In reading A STORY TELLER’S STORY, one must remember that Anderson was taking actual happenings in his life and the lives of others and turning them into tales. Thus we are supposedly given facts which are sometimes buried, but they serve as a basis for some completely wild stories. Anderson explains near the beginning of the book that he is the man who waits for listeners. He feels that his real presence is something of a potpourri of men in different walks of creative life.

Sinclair Lewis felt that those who had criticized Anderson for an absence of morality were narrow-minded. The book contains little if anything that can be considered sensual. A STORY TELLER’S STORY is concerned with people whom Anderson attempts to present in the full light of reality, not as white-washed characters.

Rebecca West praised the book, especially the second section. The last part of this section, or “Note V,” is a discourse on the cry “Standardization! Standardization!” Anderson felt that standardization causes impotence, for the working man can no longer create new forms in materials with his hands. Standardization also means impotence for the creative mind. To be alive is to create new forms constantly: children are created by the use of the body; fresh and wonderful things are shaped from different materials and out of pure thought. People who do not create are dead. Ford and Tamerlane are compared; both, in Anderson’s mind, wanted to control man. As Tamerlane was for the ancients, so should Ford be for the modern man.
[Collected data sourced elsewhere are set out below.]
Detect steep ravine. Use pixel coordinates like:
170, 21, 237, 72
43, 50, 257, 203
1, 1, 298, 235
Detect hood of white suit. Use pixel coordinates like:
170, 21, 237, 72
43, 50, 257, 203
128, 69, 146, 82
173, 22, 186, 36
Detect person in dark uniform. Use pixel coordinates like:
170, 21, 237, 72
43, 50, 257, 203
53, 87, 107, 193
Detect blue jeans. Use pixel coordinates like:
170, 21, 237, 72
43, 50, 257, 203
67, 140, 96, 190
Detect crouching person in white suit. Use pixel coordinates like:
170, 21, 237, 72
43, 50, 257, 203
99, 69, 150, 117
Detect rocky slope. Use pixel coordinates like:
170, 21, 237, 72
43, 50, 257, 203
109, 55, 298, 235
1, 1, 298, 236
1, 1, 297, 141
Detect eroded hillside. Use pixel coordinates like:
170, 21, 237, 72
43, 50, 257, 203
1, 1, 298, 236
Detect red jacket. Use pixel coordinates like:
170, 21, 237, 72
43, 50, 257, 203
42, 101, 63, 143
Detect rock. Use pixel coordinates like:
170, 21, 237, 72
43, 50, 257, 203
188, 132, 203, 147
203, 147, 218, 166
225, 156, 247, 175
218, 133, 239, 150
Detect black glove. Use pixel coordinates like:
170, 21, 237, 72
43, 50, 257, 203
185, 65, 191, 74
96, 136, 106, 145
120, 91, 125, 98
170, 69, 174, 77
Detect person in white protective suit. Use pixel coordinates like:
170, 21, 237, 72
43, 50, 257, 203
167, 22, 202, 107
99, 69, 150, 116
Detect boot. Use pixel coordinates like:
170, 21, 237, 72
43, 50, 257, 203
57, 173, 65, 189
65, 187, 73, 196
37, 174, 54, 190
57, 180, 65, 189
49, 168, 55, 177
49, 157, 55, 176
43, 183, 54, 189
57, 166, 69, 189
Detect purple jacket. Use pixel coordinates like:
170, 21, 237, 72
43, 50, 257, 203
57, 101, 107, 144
In this note there is also an ironic comment on the fact that people might as well live in houses that look alike, dress alike, eat the same food, and live on streets and in cities that look alike. Anderson states that people should be given constantly growing salaries, but that all individualism must be crushed out. Books, painting, and poetry should all be standardized. He speaks of a “great machine” which would move down a street depositing cement houses right and left, like an elephant with diarrhea.

It does not take one long to realize what Anderson is saying. The note is bitter and in it he wrote something which was tremendous, vital—a warning. Today we are very close to that machine depositing cement houses, if, in fact, we are not already there.

At his best, Anderson was anything but dull. He was clever and caught the meaning of ideas which are still lost to many writers today. A STORY TELLER’S STORY is what its title states. The book may be fact, fancy, or both, but first of all one must remember that Anderson was a master at telling a tale.